In addition to the post-deployment accuracy check, DWR staff compare the water temperature, specific conductance, pH, dissolved oxygen, and turbidity data measured in the field by the handheld instruments (the YSI-63, YSI Pro-ODO, and HACH 2100P) to the sonde data that is closest in time.  While taking the field measurements, DWR staff attempt to collect the field readings at the same depth that the sonde probes are measuring at (1 meter) and as close to the sonde pipe as possible.  Since the field instruments are calibrated regularly, a large difference between the sonde and field readings could indicate inaccuracy of the sonde data during the deployment period.  DWR staff consider these comparisons between the field and sonde readings and the ratings obtained from the post-deployment accuracy check while assessing data quality when entering the continuous data into the Hydstra database. 


Data Quality Assurance/Quality Control (QA/QC)
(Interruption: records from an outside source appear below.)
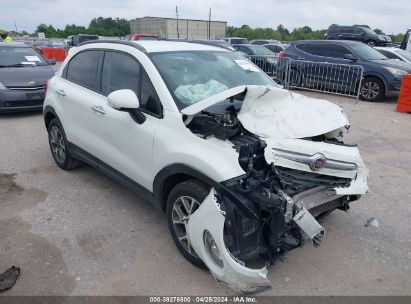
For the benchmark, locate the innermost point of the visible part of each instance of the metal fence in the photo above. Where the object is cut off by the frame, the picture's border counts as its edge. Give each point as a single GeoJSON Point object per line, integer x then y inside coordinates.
{"type": "Point", "coordinates": [340, 79]}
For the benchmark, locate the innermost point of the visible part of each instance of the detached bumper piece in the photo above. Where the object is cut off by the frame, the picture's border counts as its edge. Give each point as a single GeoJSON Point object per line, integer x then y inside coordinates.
{"type": "Point", "coordinates": [209, 228]}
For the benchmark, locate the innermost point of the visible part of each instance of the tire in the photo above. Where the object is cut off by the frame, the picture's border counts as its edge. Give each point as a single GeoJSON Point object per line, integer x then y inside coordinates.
{"type": "Point", "coordinates": [372, 43]}
{"type": "Point", "coordinates": [59, 147]}
{"type": "Point", "coordinates": [372, 89]}
{"type": "Point", "coordinates": [194, 193]}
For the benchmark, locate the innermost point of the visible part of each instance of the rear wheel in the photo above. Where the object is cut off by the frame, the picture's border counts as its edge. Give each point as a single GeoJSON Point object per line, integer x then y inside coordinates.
{"type": "Point", "coordinates": [371, 43]}
{"type": "Point", "coordinates": [182, 202]}
{"type": "Point", "coordinates": [59, 147]}
{"type": "Point", "coordinates": [372, 89]}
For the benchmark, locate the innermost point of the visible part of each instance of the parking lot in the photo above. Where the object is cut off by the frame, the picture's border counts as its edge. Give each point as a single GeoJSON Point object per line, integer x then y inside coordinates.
{"type": "Point", "coordinates": [80, 233]}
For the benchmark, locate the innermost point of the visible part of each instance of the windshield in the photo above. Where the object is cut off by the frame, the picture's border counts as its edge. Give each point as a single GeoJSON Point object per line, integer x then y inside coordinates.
{"type": "Point", "coordinates": [260, 50]}
{"type": "Point", "coordinates": [405, 54]}
{"type": "Point", "coordinates": [192, 76]}
{"type": "Point", "coordinates": [366, 52]}
{"type": "Point", "coordinates": [58, 44]}
{"type": "Point", "coordinates": [368, 31]}
{"type": "Point", "coordinates": [19, 56]}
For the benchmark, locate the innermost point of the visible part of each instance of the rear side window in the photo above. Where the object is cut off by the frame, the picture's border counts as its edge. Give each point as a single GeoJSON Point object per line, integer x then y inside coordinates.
{"type": "Point", "coordinates": [337, 51]}
{"type": "Point", "coordinates": [388, 54]}
{"type": "Point", "coordinates": [120, 71]}
{"type": "Point", "coordinates": [83, 69]}
{"type": "Point", "coordinates": [312, 49]}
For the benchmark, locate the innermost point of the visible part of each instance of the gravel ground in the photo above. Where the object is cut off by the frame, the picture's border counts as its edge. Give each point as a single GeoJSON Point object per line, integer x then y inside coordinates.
{"type": "Point", "coordinates": [81, 233]}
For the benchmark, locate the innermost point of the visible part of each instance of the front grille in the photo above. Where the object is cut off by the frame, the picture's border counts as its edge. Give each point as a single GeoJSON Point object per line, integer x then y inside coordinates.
{"type": "Point", "coordinates": [24, 103]}
{"type": "Point", "coordinates": [298, 181]}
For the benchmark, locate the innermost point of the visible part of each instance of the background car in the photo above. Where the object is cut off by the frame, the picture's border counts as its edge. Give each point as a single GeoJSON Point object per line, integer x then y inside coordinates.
{"type": "Point", "coordinates": [216, 42]}
{"type": "Point", "coordinates": [276, 48]}
{"type": "Point", "coordinates": [356, 33]}
{"type": "Point", "coordinates": [395, 53]}
{"type": "Point", "coordinates": [260, 56]}
{"type": "Point", "coordinates": [23, 77]}
{"type": "Point", "coordinates": [264, 41]}
{"type": "Point", "coordinates": [382, 76]}
{"type": "Point", "coordinates": [236, 40]}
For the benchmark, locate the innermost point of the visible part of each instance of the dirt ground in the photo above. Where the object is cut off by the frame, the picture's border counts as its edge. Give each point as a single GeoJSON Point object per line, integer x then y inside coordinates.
{"type": "Point", "coordinates": [81, 233]}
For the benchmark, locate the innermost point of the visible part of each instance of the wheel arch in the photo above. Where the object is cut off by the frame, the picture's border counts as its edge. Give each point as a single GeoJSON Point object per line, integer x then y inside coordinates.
{"type": "Point", "coordinates": [49, 114]}
{"type": "Point", "coordinates": [171, 176]}
{"type": "Point", "coordinates": [379, 77]}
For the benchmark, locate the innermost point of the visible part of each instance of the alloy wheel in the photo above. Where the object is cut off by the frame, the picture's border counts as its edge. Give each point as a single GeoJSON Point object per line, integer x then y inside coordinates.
{"type": "Point", "coordinates": [370, 90]}
{"type": "Point", "coordinates": [183, 208]}
{"type": "Point", "coordinates": [57, 144]}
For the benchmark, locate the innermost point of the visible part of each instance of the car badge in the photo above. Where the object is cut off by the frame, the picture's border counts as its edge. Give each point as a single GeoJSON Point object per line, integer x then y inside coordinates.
{"type": "Point", "coordinates": [317, 162]}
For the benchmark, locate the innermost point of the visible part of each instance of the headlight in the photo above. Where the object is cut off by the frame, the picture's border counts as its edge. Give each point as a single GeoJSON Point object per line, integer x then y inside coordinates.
{"type": "Point", "coordinates": [395, 72]}
{"type": "Point", "coordinates": [212, 249]}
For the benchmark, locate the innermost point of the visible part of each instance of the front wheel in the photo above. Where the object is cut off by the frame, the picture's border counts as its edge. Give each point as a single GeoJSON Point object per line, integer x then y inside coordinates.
{"type": "Point", "coordinates": [59, 147]}
{"type": "Point", "coordinates": [182, 202]}
{"type": "Point", "coordinates": [372, 89]}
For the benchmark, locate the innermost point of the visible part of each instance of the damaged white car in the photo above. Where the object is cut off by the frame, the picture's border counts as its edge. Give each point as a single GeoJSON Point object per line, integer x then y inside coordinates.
{"type": "Point", "coordinates": [242, 168]}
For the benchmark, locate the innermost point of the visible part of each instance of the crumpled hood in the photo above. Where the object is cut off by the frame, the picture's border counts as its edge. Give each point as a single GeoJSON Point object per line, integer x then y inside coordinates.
{"type": "Point", "coordinates": [270, 112]}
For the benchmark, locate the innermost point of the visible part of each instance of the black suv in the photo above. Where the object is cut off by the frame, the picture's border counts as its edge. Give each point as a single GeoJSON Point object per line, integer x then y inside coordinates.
{"type": "Point", "coordinates": [356, 33]}
{"type": "Point", "coordinates": [382, 76]}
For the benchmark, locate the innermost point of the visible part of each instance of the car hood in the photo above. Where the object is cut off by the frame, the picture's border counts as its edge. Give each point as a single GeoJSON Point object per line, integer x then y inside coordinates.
{"type": "Point", "coordinates": [21, 76]}
{"type": "Point", "coordinates": [275, 113]}
{"type": "Point", "coordinates": [395, 63]}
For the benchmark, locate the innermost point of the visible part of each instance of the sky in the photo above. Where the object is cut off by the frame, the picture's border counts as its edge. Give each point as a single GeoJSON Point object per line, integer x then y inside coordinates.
{"type": "Point", "coordinates": [392, 17]}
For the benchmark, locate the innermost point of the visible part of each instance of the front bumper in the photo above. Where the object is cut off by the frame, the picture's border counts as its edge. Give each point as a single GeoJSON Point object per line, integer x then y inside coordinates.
{"type": "Point", "coordinates": [21, 100]}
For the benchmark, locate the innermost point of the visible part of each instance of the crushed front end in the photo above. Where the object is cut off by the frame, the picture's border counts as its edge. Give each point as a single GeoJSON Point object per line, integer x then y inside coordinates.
{"type": "Point", "coordinates": [287, 186]}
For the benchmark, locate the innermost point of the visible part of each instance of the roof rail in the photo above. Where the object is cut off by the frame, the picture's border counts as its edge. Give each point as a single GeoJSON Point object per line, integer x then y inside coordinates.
{"type": "Point", "coordinates": [129, 43]}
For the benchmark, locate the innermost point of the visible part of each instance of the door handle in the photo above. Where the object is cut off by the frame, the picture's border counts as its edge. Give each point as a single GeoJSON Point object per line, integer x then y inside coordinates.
{"type": "Point", "coordinates": [61, 92]}
{"type": "Point", "coordinates": [98, 109]}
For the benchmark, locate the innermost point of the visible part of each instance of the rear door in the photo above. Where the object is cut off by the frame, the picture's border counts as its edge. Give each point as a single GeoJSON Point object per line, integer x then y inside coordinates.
{"type": "Point", "coordinates": [76, 93]}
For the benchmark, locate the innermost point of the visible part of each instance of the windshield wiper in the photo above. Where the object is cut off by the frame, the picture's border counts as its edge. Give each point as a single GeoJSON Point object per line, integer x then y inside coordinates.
{"type": "Point", "coordinates": [17, 65]}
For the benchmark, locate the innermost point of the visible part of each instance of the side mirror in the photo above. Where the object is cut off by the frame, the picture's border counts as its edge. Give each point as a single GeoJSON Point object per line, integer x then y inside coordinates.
{"type": "Point", "coordinates": [350, 57]}
{"type": "Point", "coordinates": [127, 101]}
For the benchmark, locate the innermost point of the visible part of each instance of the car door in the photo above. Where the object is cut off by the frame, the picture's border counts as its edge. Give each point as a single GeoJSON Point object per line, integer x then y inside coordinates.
{"type": "Point", "coordinates": [121, 143]}
{"type": "Point", "coordinates": [77, 91]}
{"type": "Point", "coordinates": [341, 75]}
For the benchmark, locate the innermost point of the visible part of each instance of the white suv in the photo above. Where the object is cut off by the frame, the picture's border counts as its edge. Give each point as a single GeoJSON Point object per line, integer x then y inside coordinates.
{"type": "Point", "coordinates": [241, 167]}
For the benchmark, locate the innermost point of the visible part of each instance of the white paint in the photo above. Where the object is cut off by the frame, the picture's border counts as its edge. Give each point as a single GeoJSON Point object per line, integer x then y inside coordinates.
{"type": "Point", "coordinates": [271, 112]}
{"type": "Point", "coordinates": [209, 217]}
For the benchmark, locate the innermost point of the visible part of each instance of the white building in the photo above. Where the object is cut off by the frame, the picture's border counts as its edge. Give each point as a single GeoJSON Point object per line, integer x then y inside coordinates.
{"type": "Point", "coordinates": [187, 28]}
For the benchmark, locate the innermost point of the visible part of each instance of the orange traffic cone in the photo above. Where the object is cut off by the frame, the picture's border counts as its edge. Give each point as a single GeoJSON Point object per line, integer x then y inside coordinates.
{"type": "Point", "coordinates": [404, 101]}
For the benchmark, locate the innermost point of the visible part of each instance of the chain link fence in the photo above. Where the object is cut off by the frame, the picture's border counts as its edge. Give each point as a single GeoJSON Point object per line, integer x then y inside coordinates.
{"type": "Point", "coordinates": [334, 78]}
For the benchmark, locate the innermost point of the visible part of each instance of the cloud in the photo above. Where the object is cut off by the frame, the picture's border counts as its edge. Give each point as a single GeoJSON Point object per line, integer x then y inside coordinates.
{"type": "Point", "coordinates": [391, 17]}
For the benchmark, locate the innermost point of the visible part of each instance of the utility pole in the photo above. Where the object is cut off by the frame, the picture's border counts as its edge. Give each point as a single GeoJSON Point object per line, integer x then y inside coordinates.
{"type": "Point", "coordinates": [178, 34]}
{"type": "Point", "coordinates": [209, 24]}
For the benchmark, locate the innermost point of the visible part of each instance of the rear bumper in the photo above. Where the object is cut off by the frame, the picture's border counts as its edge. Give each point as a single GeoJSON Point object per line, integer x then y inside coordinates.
{"type": "Point", "coordinates": [21, 100]}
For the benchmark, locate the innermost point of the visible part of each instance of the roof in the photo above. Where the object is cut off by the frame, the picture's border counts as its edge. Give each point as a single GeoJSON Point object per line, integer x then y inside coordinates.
{"type": "Point", "coordinates": [328, 41]}
{"type": "Point", "coordinates": [14, 44]}
{"type": "Point", "coordinates": [148, 46]}
{"type": "Point", "coordinates": [167, 18]}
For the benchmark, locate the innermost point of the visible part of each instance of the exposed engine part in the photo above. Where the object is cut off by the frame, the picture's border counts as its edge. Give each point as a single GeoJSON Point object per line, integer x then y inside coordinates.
{"type": "Point", "coordinates": [311, 229]}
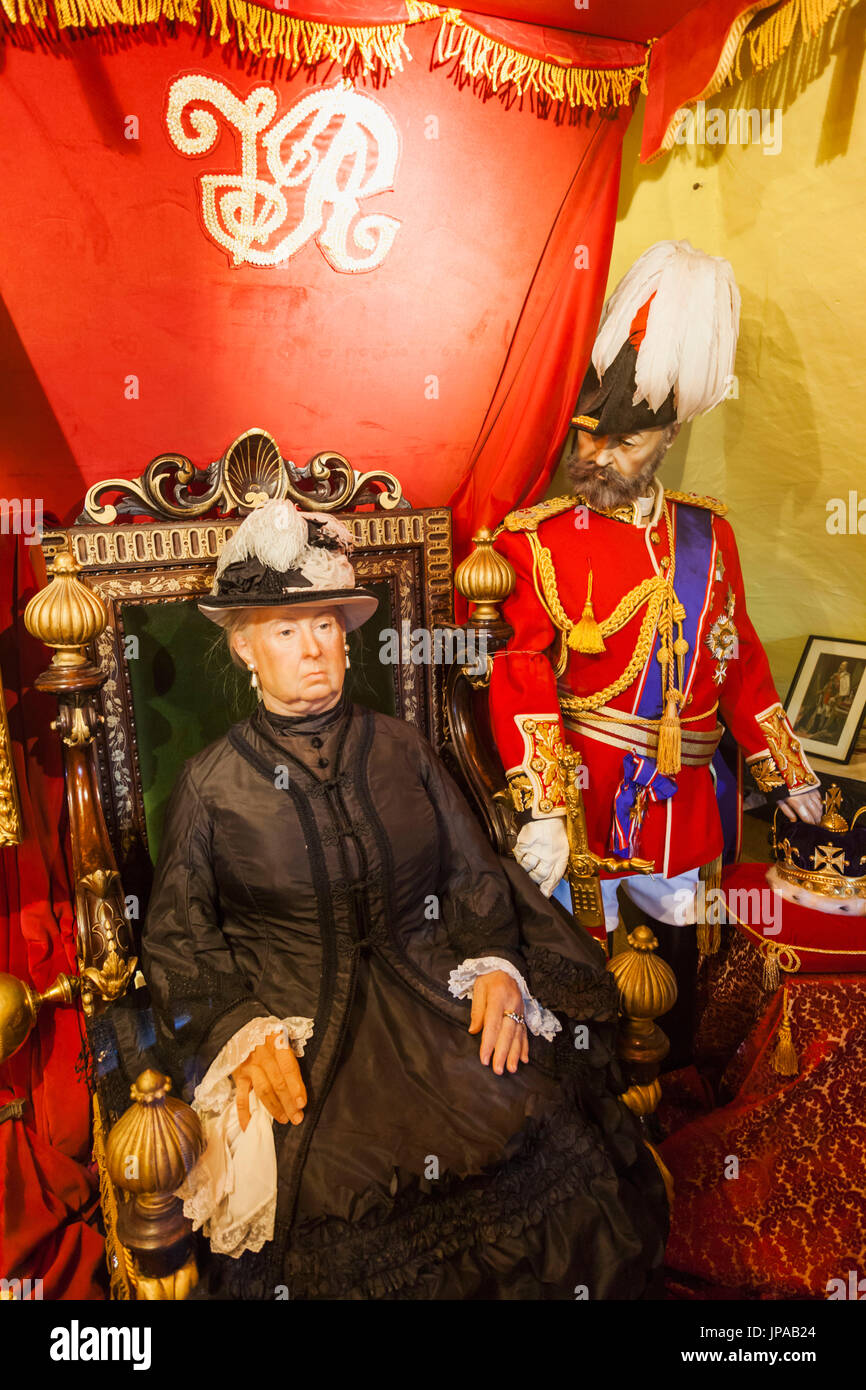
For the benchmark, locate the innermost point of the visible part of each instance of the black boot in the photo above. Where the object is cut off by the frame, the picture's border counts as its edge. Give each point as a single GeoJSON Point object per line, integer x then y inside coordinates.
{"type": "Point", "coordinates": [677, 947]}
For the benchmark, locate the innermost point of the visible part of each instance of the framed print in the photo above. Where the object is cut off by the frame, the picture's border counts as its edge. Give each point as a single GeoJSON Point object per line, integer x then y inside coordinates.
{"type": "Point", "coordinates": [827, 697]}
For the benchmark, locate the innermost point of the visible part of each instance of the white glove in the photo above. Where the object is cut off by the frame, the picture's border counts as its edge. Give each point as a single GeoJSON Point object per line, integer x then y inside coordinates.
{"type": "Point", "coordinates": [542, 849]}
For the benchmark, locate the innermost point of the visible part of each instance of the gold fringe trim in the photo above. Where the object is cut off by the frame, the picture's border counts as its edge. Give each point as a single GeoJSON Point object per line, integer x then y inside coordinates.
{"type": "Point", "coordinates": [766, 43]}
{"type": "Point", "coordinates": [262, 31]}
{"type": "Point", "coordinates": [117, 1257]}
{"type": "Point", "coordinates": [769, 41]}
{"type": "Point", "coordinates": [480, 56]}
{"type": "Point", "coordinates": [302, 41]}
{"type": "Point", "coordinates": [25, 11]}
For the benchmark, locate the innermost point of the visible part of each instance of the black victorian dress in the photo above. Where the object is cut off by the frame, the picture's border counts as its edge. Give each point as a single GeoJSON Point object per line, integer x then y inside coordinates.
{"type": "Point", "coordinates": [348, 897]}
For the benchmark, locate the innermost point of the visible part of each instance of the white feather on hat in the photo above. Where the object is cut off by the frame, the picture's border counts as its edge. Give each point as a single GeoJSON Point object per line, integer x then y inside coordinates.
{"type": "Point", "coordinates": [691, 328]}
{"type": "Point", "coordinates": [278, 535]}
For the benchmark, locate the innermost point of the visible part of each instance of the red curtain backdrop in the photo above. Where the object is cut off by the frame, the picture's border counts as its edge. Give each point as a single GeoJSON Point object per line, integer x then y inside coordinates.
{"type": "Point", "coordinates": [46, 1184]}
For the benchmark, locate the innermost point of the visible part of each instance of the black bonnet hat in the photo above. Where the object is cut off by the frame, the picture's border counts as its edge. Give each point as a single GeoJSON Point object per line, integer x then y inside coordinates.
{"type": "Point", "coordinates": [281, 556]}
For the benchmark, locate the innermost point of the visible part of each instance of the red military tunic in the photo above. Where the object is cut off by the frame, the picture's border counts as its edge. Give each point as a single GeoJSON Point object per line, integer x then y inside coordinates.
{"type": "Point", "coordinates": [726, 676]}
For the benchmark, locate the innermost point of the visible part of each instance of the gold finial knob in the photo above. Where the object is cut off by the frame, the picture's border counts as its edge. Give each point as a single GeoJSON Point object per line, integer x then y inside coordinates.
{"type": "Point", "coordinates": [485, 578]}
{"type": "Point", "coordinates": [20, 1004]}
{"type": "Point", "coordinates": [156, 1143]}
{"type": "Point", "coordinates": [833, 819]}
{"type": "Point", "coordinates": [66, 613]}
{"type": "Point", "coordinates": [647, 984]}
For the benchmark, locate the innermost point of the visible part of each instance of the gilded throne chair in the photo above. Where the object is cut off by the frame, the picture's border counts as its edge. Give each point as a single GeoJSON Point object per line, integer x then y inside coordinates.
{"type": "Point", "coordinates": [142, 684]}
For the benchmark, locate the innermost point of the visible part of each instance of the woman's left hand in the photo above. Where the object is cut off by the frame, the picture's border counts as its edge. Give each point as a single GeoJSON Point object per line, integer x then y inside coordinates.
{"type": "Point", "coordinates": [502, 1040]}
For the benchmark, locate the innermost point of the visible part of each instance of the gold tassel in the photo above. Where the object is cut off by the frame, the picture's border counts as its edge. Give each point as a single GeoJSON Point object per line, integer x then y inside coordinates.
{"type": "Point", "coordinates": [587, 635]}
{"type": "Point", "coordinates": [770, 968]}
{"type": "Point", "coordinates": [669, 756]}
{"type": "Point", "coordinates": [784, 1058]}
{"type": "Point", "coordinates": [709, 937]}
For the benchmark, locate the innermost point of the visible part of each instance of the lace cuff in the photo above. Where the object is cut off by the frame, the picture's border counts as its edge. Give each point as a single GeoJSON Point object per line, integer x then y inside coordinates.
{"type": "Point", "coordinates": [217, 1089]}
{"type": "Point", "coordinates": [462, 983]}
{"type": "Point", "coordinates": [231, 1191]}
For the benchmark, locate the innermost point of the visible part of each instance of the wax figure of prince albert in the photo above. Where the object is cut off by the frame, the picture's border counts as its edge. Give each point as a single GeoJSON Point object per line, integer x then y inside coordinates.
{"type": "Point", "coordinates": [631, 635]}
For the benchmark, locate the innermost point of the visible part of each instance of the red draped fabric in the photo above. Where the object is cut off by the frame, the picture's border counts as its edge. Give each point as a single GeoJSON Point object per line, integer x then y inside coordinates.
{"type": "Point", "coordinates": [46, 1184]}
{"type": "Point", "coordinates": [128, 330]}
{"type": "Point", "coordinates": [791, 1215]}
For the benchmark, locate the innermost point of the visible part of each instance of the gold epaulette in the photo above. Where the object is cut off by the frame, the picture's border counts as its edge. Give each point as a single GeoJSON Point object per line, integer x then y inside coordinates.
{"type": "Point", "coordinates": [528, 519]}
{"type": "Point", "coordinates": [694, 501]}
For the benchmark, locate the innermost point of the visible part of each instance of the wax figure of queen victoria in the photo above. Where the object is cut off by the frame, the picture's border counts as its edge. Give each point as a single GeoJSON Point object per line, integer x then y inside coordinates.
{"type": "Point", "coordinates": [631, 635]}
{"type": "Point", "coordinates": [380, 1009]}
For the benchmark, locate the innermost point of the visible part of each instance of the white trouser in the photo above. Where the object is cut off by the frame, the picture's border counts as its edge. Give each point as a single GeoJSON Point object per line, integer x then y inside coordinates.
{"type": "Point", "coordinates": [666, 900]}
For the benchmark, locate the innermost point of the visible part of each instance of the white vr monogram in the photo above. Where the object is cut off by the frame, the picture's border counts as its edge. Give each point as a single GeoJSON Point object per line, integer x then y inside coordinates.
{"type": "Point", "coordinates": [335, 146]}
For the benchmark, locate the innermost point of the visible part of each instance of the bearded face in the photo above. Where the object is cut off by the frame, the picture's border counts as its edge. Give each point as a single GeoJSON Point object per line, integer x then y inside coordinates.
{"type": "Point", "coordinates": [616, 469]}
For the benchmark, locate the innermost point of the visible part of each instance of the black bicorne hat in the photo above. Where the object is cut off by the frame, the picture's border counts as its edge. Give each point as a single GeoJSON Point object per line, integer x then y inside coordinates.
{"type": "Point", "coordinates": [666, 344]}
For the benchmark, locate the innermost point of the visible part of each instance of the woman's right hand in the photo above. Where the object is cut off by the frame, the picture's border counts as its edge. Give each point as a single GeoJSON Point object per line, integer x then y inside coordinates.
{"type": "Point", "coordinates": [271, 1070]}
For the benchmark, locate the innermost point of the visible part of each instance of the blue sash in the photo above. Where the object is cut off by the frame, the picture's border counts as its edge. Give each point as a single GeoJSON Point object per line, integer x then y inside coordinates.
{"type": "Point", "coordinates": [694, 549]}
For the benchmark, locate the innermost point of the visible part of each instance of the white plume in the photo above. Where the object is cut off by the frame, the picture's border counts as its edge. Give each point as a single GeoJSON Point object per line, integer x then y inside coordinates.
{"type": "Point", "coordinates": [691, 327]}
{"type": "Point", "coordinates": [328, 569]}
{"type": "Point", "coordinates": [275, 533]}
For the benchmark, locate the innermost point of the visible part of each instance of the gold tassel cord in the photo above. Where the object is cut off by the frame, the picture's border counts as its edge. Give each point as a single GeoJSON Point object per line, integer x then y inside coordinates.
{"type": "Point", "coordinates": [587, 635]}
{"type": "Point", "coordinates": [709, 933]}
{"type": "Point", "coordinates": [116, 1253]}
{"type": "Point", "coordinates": [770, 968]}
{"type": "Point", "coordinates": [784, 1057]}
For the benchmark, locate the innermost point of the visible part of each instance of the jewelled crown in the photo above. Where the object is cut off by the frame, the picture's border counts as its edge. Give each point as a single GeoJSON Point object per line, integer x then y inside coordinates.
{"type": "Point", "coordinates": [822, 866]}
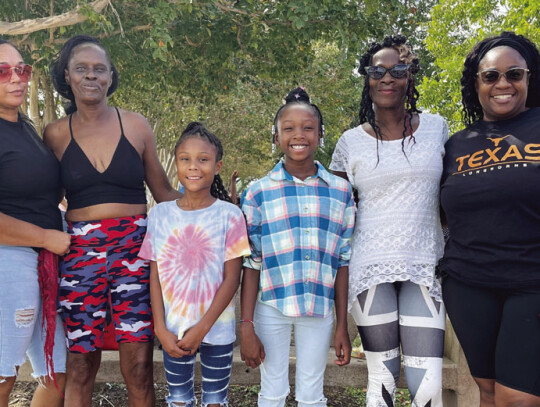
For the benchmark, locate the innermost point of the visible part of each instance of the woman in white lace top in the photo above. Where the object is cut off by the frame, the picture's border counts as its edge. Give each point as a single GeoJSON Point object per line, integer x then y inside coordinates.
{"type": "Point", "coordinates": [394, 161]}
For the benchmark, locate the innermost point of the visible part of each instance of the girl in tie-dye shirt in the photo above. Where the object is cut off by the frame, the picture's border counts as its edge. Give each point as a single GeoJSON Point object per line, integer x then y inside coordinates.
{"type": "Point", "coordinates": [196, 245]}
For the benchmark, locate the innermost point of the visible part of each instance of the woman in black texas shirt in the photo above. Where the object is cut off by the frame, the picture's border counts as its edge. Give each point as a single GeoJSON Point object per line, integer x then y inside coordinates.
{"type": "Point", "coordinates": [490, 194]}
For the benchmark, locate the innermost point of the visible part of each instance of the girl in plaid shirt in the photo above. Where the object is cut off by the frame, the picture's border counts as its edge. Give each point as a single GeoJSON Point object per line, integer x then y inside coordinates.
{"type": "Point", "coordinates": [300, 219]}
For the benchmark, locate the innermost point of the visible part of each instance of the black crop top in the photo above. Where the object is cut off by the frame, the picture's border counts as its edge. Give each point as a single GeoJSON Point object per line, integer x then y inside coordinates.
{"type": "Point", "coordinates": [29, 176]}
{"type": "Point", "coordinates": [121, 182]}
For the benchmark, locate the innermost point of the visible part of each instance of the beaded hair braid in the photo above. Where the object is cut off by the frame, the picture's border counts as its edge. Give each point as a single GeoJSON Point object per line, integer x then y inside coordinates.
{"type": "Point", "coordinates": [406, 55]}
{"type": "Point", "coordinates": [196, 129]}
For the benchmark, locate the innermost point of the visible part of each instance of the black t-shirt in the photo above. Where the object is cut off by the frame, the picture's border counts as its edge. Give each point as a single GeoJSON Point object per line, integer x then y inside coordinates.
{"type": "Point", "coordinates": [29, 176]}
{"type": "Point", "coordinates": [490, 193]}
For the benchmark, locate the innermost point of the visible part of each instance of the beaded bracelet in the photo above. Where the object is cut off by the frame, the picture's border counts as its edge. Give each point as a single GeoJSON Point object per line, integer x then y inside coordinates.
{"type": "Point", "coordinates": [248, 320]}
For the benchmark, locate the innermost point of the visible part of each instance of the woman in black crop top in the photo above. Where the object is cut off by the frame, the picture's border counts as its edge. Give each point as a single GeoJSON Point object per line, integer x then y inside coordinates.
{"type": "Point", "coordinates": [490, 193]}
{"type": "Point", "coordinates": [29, 222]}
{"type": "Point", "coordinates": [106, 155]}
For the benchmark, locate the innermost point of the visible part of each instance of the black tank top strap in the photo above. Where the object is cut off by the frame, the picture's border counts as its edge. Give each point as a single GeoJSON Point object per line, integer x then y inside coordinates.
{"type": "Point", "coordinates": [70, 129]}
{"type": "Point", "coordinates": [120, 121]}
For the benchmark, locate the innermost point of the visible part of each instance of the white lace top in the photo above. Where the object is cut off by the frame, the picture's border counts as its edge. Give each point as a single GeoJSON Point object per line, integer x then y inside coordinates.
{"type": "Point", "coordinates": [398, 234]}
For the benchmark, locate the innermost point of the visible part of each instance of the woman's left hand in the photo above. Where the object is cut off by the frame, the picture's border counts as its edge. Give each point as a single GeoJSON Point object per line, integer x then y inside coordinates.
{"type": "Point", "coordinates": [342, 345]}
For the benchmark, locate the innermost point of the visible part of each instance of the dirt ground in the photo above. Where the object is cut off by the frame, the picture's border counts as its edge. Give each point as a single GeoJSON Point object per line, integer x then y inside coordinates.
{"type": "Point", "coordinates": [114, 395]}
DWR staff import data files from sondes into the North Central Region Office (NCRO) Hydstra database where additional QA/QC procedures are performed.  In addition to documenting the results of quality assurance procedures discussed in the previous section, staff use the results of these procedures to flag any suspect or unreliable data.  Any obvious outliers in the continuous dataset due to fouling or other factors are flagged as unreliable.  No data that has been determined by DWR staff as suspect or unreliable were used in this chapter; only reliable data of known good quality were used.  The reliable and good quality data in Hydstra are used to populate the Water Data Library where the data for all the continuous sites are available online at

B. Field Data

Field measurements are recorded on field data sheets upon each site visitation, and if the station has a discrete grab sample component, the data is then entered into the field module of DWR Bryte Laboratory’s “Flims” database.  Laboratory analyses are performed by DWR Bryte Laboratory on the discrete grab samples and the results are entered into the “FLIMS” database at the lab. For those stations without a discrete sample component, the field data sheets are used for sonde data comparison and archived accordingly.   On a regular basis the data from “Flims” database is loaded into DWR’s Water Data Library (WDL) database for public viewing and access.  Lab results are further archived and used for data report analyses.